MIT Launches New Lab on AI in Logistics

July 2, 2024
Goal is to enable the design of supply chains that can set new standards of sustainability and cost-effectiveness.

The Massachusetts Institute of Technology (MIT) Center for Transportation & Logistics (CTL)  is investigating potential of machine learning (ML) and artificial intelligence (AI) to transform the future of logistics operations and goods transportation.

It is doing this by commissioning a new research lab, Intelligent Logistics Systems, which will examine several research streams that may lead to new state-of-the-art approaches to address some of the industry’s most complex challenges.

For instance, the lab will investigate cutting edge methods and tools that are capable of producing highly accurate near-term predictions at a high spatial and temporal resolution. Such near-term predictive capabilities are critical in enabling same-day or sub-same-day delivery and similar services designed to meet the increasingly challenging needs of both consumers and commercial customers. 

The lab was funded by Mecalux.

This innovation space will be led by Dr.
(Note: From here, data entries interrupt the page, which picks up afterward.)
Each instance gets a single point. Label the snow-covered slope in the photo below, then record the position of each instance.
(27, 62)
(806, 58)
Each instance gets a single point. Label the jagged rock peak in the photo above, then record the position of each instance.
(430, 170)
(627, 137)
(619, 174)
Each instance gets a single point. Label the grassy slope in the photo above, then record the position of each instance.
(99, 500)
Matthias Winkenbach, Director of Research at MIT CTL. “We want to support the application of new AI- and machine-learning-based technologies to tackle the most impactful real-world challenges faced by companies and society,” says Winkenbach.

Technology for operational excellence
The activities of the new research lab at MIT CTL will enable the entire industry to design supply chains and logistics systems that provide state-of-the-art customer service and set new standards in terms of sustainability and cost-effectiveness.
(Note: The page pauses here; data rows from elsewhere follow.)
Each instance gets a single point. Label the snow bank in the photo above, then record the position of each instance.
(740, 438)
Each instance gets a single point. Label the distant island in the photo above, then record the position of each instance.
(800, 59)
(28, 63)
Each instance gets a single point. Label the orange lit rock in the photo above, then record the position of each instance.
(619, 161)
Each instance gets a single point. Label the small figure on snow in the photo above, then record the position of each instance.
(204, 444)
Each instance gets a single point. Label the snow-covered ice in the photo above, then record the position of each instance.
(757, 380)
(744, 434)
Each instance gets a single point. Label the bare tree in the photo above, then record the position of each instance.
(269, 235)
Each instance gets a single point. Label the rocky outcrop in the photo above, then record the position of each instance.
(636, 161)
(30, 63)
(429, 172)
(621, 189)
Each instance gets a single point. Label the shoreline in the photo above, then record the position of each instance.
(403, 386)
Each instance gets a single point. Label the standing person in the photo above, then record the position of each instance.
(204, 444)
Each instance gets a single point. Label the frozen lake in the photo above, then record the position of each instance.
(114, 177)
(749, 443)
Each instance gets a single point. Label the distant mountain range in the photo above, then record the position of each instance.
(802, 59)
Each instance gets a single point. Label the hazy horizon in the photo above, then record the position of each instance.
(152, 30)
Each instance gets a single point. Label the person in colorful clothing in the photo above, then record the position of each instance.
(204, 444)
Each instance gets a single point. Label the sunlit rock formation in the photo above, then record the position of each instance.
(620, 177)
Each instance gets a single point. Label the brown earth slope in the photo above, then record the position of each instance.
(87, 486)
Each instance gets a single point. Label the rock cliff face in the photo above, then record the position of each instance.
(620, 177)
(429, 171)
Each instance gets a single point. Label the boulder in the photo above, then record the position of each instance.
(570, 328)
“Operational excellence relies on the seamless integration of autonomous technology into warehouse processes. AI and machine learning can be crucial in planning and monitoring these resources,” says Javier Carrillo, CEO of Mecalux, which funded the lab. in a statement. 

The Intelligent Logistics Systems Lab at MIT CTL will also study the role of new technologies in controlling autonomous transportation and delivery systems and in automating processes such as picking, sorting, packing, and shipping orders from warehouses or stores.

Another area of research will be the development of hybrid methods at the intersection of operations research (OR) and ML. The goal will be to solve the increasingly complex and multi-faceted combinatorial optimization problems that are crucial for the success of the logistics industry, including vehicle routing, inventory planning, network design, transportation planning, and related issues.